Lo ha ricordato lo stesso Kiir in apertura dei lavori, ringraziando papa Francesco e Sant’Egidio per il loro costante sostegno all’iniziativa di pace e sottolineando le solide basi su cui è stata costruita.
Alla cerimonia era intervenuto anche il leader di uno dei principali gruppi armati sudsudanesi, Pagan Amum, ex segretario generale del Movimento di liberazione del popolo sudanese (SPLM), ora leader del Real-SPLM, che in qualità di portavoce dei gruppi di opposizione aveva invitato tutti ad «abbandonare questa mentalità conflittuale», a «smettere di vederci come nemici» e a considerarsi invece come «fratelli e sorelle».
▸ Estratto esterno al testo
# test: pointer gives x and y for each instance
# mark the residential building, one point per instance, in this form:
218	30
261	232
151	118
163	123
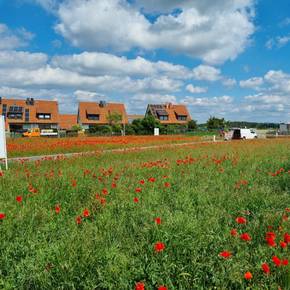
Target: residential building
92	113
66	122
169	113
21	115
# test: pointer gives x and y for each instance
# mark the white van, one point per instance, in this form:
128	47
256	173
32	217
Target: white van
238	133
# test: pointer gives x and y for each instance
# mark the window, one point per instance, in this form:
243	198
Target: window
26	115
163	118
4	110
181	118
94	117
44	116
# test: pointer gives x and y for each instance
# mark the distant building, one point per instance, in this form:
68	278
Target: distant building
66	122
21	115
91	113
131	118
169	113
284	128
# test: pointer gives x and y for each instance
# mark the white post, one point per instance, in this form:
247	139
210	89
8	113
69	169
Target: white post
3	149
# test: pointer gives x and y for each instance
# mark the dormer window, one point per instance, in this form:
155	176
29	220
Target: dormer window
94	117
43	116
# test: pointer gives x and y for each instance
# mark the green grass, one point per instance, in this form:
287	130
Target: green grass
114	247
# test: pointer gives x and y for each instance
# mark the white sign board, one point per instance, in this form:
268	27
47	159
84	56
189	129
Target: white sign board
156	131
3	150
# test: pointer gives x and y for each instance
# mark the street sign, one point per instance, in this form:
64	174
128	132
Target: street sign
3	149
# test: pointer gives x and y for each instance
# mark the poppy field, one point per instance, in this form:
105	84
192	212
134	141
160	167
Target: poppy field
22	147
203	216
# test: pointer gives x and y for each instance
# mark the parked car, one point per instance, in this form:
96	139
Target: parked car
238	133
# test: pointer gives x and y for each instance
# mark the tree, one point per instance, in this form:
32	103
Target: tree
192	125
215	123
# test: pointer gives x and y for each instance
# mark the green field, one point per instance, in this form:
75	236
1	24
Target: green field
90	222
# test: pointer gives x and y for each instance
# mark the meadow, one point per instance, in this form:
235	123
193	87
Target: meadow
204	216
20	147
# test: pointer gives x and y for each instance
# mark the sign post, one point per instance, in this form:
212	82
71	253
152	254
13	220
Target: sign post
3	149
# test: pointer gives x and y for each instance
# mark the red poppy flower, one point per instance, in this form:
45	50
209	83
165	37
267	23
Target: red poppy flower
225	254
19	198
245	237
234	232
159	246
266	268
241	220
158	220
248	276
57	209
86	213
276	261
79	220
140	286
104	191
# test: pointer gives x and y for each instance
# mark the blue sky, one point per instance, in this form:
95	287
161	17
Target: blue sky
224	58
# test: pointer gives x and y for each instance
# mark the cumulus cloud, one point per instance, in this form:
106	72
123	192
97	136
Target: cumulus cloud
95	63
206	73
195	89
252	83
214	32
11	39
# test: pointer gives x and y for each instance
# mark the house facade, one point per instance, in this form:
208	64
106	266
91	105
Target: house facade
92	113
22	115
169	114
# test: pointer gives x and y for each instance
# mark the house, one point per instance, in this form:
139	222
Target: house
66	122
92	113
169	113
22	115
131	118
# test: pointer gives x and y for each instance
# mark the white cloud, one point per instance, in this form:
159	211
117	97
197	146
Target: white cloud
95	63
252	83
195	90
206	73
214	32
13	39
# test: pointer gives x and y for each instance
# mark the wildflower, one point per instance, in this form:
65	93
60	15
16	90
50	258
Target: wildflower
140	286
234	232
225	254
276	261
241	220
86	213
167	184
266	268
57	209
248	276
159	246
79	220
19	198
158	220
245	237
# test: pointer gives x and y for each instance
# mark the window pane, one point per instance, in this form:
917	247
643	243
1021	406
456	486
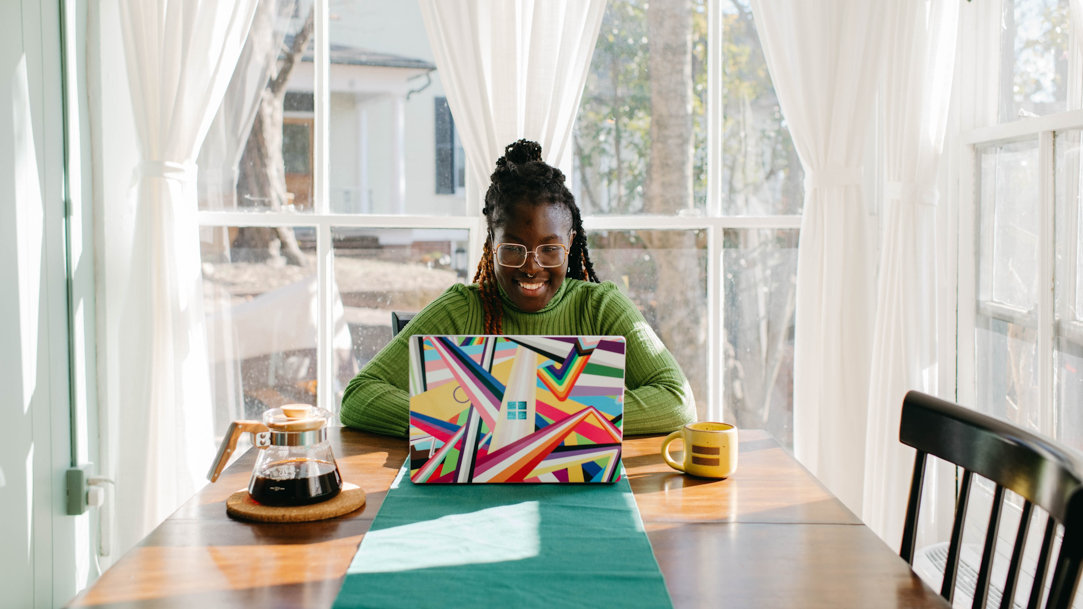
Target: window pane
378	271
1006	371
640	137
641	134
258	153
665	274
261	321
760	286
1007	224
386	144
1006	337
1034	51
760	171
1068	289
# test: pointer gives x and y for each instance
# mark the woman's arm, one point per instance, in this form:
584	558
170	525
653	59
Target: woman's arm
657	396
377	399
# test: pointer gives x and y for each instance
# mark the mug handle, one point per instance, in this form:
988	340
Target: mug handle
665	450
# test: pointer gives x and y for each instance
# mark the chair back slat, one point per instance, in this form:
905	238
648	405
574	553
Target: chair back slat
1066	577
1012	580
951	567
1038	587
989	552
910	527
1046	475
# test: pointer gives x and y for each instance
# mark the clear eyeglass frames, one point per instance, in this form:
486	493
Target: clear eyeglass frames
514	256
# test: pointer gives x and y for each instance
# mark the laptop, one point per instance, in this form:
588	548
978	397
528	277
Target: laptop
516	409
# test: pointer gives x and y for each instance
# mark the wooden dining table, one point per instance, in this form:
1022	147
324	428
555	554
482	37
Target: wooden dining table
770	535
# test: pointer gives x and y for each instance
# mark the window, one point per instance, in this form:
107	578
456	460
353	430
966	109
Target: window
347	203
696	215
1022	344
451	159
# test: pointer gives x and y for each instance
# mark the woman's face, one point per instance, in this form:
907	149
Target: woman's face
531	286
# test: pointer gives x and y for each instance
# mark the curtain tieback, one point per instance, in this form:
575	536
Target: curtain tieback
832	177
167	170
909	190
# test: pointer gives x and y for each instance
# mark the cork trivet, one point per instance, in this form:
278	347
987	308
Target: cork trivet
240	505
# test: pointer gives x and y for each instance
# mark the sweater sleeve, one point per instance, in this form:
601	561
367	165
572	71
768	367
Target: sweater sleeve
657	397
377	399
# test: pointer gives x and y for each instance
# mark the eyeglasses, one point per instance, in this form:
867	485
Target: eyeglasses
514	256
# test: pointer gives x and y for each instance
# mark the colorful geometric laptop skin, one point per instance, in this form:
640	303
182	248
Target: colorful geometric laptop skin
516	409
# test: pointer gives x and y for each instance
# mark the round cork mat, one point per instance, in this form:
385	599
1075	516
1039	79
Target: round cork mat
240	505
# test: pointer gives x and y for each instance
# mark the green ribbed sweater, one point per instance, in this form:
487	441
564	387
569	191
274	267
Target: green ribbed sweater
657	397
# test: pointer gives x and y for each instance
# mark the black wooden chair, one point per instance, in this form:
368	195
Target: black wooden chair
399	321
1041	471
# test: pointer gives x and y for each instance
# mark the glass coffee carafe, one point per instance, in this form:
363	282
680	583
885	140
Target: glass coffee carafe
295	465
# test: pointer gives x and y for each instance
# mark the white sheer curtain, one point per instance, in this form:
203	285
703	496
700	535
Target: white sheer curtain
158	440
824	59
222	147
512	69
915	100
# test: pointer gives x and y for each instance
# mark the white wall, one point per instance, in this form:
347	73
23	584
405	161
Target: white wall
40	559
393	26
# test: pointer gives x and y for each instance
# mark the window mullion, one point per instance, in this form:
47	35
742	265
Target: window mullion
715	107
325	384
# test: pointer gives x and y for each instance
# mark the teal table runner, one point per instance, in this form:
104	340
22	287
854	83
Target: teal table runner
505	545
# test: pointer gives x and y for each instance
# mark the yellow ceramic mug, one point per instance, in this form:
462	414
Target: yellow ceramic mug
710	449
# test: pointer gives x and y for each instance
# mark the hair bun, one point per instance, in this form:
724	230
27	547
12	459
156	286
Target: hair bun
523	151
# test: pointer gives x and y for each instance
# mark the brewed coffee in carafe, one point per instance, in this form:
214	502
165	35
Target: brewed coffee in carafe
295	464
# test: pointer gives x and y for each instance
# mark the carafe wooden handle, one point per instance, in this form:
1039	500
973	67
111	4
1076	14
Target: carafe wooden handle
230	443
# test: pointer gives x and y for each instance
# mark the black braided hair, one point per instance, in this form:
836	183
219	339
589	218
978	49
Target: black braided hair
522	177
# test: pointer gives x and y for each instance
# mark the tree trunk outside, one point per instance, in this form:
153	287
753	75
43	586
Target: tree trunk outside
262	173
669	186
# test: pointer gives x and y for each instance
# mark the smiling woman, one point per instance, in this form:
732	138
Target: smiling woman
535	277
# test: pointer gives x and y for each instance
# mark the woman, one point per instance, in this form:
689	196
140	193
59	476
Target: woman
535	277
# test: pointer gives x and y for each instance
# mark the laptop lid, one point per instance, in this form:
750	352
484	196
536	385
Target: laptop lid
516	409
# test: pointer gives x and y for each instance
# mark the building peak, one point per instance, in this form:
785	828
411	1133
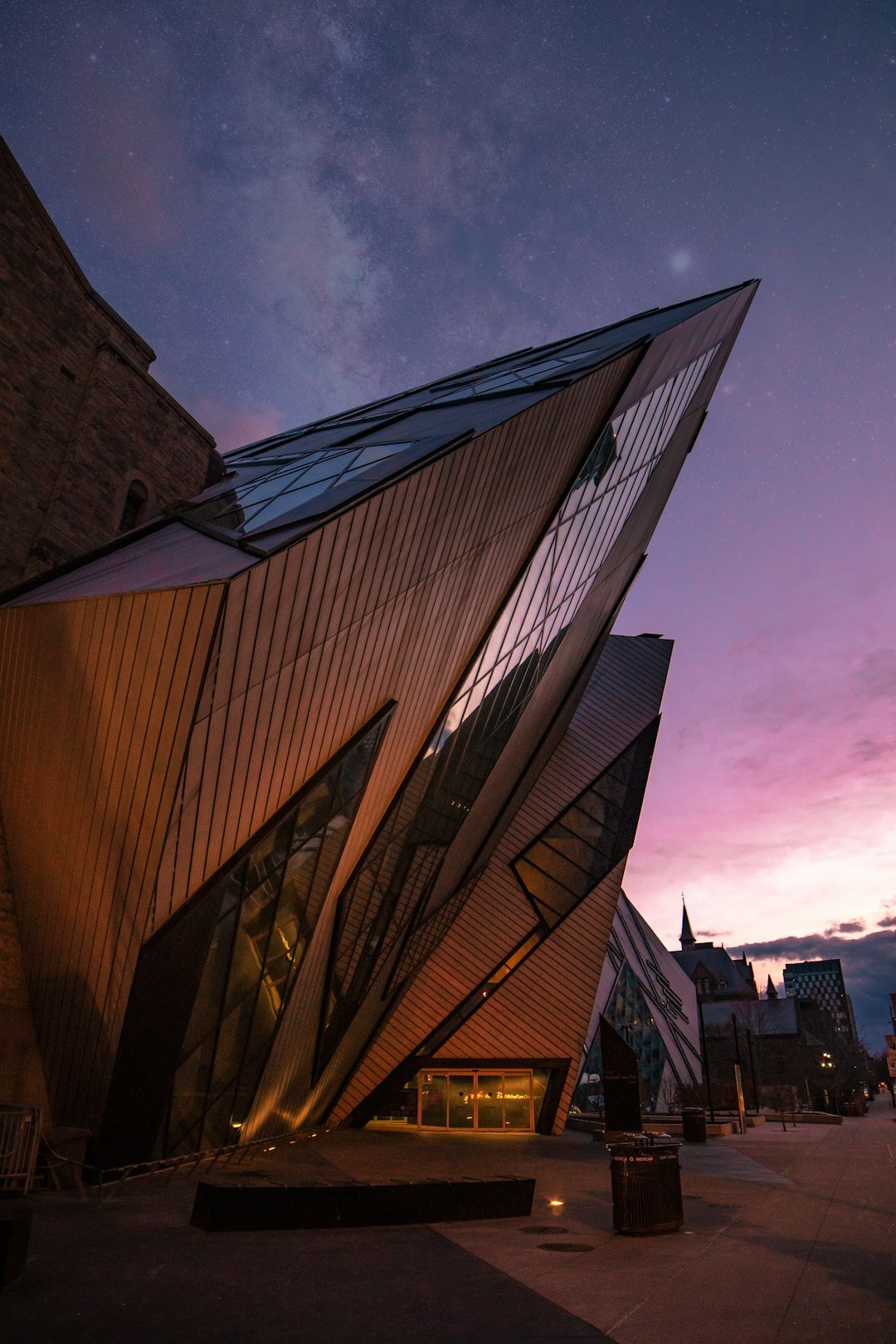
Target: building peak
687	938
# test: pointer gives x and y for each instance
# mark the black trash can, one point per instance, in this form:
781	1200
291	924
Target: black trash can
646	1188
694	1125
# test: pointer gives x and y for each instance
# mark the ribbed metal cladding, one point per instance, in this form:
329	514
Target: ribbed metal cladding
543	1008
99	698
458	608
148	735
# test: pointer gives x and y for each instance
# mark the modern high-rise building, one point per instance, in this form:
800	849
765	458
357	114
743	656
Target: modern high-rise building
824	981
325	780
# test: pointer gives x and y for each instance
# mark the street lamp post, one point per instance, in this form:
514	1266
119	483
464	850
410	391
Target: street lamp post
705	1059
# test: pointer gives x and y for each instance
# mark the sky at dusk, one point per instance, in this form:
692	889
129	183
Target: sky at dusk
305	206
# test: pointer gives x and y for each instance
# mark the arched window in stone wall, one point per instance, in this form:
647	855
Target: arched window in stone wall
136	505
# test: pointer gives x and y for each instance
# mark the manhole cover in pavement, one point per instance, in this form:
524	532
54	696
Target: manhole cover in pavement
566	1246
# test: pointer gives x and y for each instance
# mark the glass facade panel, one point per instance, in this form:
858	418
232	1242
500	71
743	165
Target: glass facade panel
461	1101
631	1015
388	894
254	494
577	851
269	906
518	1101
494	1099
489	1103
434	1099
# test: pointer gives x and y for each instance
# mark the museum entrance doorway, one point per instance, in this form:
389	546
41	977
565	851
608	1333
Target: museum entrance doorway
496	1099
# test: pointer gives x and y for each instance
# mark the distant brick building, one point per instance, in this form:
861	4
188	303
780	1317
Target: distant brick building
713	971
90	444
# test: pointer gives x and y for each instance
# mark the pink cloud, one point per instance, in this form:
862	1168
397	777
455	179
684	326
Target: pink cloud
234	426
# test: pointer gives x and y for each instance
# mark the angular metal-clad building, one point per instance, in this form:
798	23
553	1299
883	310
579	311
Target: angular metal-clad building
331	773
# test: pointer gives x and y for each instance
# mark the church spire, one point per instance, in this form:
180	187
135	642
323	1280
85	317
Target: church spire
687	938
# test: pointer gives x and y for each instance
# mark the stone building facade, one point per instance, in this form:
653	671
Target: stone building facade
90	444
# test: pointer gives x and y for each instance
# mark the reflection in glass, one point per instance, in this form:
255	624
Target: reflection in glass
578	851
256	494
629	1012
268	908
388	894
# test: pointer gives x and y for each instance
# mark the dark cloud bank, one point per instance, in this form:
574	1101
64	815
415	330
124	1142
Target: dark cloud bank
869	969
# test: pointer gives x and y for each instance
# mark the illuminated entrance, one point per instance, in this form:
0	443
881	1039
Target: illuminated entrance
494	1099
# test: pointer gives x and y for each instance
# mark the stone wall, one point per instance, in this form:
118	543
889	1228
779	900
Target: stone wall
80	418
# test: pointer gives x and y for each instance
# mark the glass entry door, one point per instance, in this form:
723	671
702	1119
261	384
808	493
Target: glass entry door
494	1099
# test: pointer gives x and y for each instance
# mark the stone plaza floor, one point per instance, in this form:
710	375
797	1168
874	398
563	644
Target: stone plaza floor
789	1238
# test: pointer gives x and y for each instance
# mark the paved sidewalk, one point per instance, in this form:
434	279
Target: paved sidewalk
789	1238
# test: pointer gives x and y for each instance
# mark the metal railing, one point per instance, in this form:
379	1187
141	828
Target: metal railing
109	1181
19	1142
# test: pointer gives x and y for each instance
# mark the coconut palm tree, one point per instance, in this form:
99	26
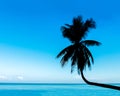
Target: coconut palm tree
78	51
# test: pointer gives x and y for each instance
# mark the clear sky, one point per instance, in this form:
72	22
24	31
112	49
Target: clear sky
30	39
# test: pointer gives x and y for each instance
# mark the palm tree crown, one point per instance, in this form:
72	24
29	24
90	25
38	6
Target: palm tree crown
78	51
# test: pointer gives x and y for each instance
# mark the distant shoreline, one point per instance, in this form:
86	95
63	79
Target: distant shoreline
50	83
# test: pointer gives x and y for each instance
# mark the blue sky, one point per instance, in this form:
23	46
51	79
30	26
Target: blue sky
30	39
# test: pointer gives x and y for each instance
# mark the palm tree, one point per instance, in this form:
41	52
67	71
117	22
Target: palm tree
78	51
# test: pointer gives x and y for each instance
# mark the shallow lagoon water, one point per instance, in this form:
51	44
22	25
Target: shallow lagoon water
55	90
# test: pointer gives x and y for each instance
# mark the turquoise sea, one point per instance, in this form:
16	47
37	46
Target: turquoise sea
55	90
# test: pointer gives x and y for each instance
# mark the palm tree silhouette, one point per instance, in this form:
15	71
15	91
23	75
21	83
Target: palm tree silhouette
78	51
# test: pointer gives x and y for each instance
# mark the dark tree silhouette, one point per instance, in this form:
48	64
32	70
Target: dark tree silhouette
78	51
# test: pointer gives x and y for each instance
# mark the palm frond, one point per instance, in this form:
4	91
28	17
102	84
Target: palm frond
90	43
63	51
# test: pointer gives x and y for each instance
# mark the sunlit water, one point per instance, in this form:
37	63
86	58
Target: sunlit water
55	90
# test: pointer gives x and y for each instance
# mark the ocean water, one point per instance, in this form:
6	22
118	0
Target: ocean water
55	90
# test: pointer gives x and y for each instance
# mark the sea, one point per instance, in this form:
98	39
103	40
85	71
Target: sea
41	89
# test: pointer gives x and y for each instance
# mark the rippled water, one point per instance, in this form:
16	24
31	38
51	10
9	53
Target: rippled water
55	90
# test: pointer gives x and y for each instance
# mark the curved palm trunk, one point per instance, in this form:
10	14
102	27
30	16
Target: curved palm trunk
99	84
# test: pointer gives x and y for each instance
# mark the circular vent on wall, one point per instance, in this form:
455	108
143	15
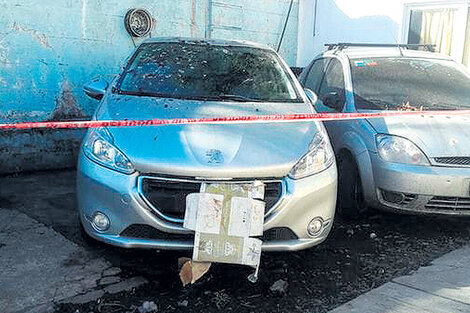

Presenti al momento della firma anche alti funzionari governativi, diplomatici, gruppi di opposizione, società civile e partner bilaterali, in qualità di testimoni dell’impegno a favore del processo di pace in Sud Sudan.
Tempi stretti
La speranza – il processo di mediazione è stato chiamato proprio così in lingua kiswahili, tumaini – è che si arrivi alla firma di un’intesa che sblocchi l’annoso impasse. E in tempi rapidi, perché a dicembre dovrebbero tenersi le prime elezioni democratiche del paese dopo l’indipendenza dal Sudan, raggiunta il 9 luglio 2011.
Un percorso disseminato di ostacoli, primi tra tutti proprio le rivalità e i conflitti etnico-politici e la mancata attuazione di molti dei punti chiave dell’accordo di pace del 2018.